Extending AQL with user-defined functions

You can write UDFs in JavaScript to extend AQL or to simplify queries

AQL comes with a built-in set of functions, but it is not a fully-featured programming language. To add missing functionality or to simplify queries, you may write your own user-defined functions (UDFs) in JavaScript and make them available in AQL.

Known Limitations

UDFs can have serious effects on the performance of your queries and the resource usage in ArangoDB. Especially in cluster setups they should not be used against much data, because this data will need to be sent over the network back and forth between DB-Servers and Coordinators, potentially adding a lot of latency. This can be mitigated by very selective FILTERs before calls to UDFs.

Since the optimizer doesn’t know anything about the nature of your function, the optimizer can’t use indexes for UDFs. So you should never lean on a UDF as the primary criterion for a FILTER statement to reduce your query result set. Instead, put a another FILTER statement in front of it. You should make sure that this FILTER statement is effective to reduce the query result before passing it to your UDF.

Rule of thumb is, the closer the UDF is to your final RETURN statement (or maybe even inside it), the better.

When used in clusters, UDFs are always executed on a Coordinator. It is not possible to execute UDFs on DB-Servers, as no JavaScript execution engine is available on DB-Servers. Queries that would push UDF execution to DB-Servers are aborted with a parse error. This includes using UDFs in traversal PRUNE conditions, as well as FILTER conditions that can be moved into the traversal execution on a DB-Server. These limitations also apply to the single server deployment mode to keep the differences to cluster deployments minimal.

As UDFs are written in JavaScript, each query that executes a UDF will acquire one V8 context to execute the UDFs in it. V8 contexts can be re-used across subsequent queries, but when UDF-invoking queries run in parallel, they will each require a dedicated V8 context.

Because UDFs use the V8 JavaScript engine, the engine’s default memory limit of 512 MB is applied.

Using UDFs in clusters may thus result in a higher resource allocation in terms of used V8 contexts and server threads. If you run out of these resources, your query may abort with a cluster backend unavailable error.

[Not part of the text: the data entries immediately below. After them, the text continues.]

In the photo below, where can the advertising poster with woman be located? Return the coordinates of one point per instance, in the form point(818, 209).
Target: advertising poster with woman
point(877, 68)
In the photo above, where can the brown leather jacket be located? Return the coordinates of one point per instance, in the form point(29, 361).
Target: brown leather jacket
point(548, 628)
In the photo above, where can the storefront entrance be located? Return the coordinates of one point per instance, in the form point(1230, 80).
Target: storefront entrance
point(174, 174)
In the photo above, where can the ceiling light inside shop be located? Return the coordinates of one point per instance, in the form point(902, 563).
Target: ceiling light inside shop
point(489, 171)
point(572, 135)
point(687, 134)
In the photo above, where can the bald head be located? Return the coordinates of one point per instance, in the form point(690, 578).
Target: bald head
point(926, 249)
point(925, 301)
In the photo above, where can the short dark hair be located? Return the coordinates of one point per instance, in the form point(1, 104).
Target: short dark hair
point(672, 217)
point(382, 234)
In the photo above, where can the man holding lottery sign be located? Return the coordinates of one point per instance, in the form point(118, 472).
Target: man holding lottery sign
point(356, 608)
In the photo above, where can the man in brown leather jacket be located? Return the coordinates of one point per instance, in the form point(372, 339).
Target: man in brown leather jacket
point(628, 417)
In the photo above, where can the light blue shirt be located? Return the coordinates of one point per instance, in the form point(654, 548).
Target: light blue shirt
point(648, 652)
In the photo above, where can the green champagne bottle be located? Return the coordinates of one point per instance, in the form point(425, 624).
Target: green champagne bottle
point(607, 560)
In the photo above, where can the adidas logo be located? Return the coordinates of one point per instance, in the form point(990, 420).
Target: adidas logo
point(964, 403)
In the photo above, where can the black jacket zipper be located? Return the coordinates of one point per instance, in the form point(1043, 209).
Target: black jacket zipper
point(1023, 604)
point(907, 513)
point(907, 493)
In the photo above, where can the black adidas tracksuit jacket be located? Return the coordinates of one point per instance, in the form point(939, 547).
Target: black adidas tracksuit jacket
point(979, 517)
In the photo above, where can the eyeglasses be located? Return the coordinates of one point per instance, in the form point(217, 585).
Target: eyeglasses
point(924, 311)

To overcome these mentioned limitations, you may want to increase the number of available V8 contexts (at the expense of increased memory usage), and the number of available server threads.

In addition, modification of global JavaScript variables from inside UDFs is unsupported, as is reading or changing the data of any collection or running queries from inside an AQL user function.

Naming

AQL functions that are implemented with JavaScript are always in a namespace. To register a user-defined AQL function, you need to give it a name with a namespace. The :: symbol is used as the namespace separator, for example, MYGROUP::MYFUNC. You can use one or multiple levels of namespaces to create meaningful function groups.

The names of user-defined functions are case-insensitive, like all function names in AQL.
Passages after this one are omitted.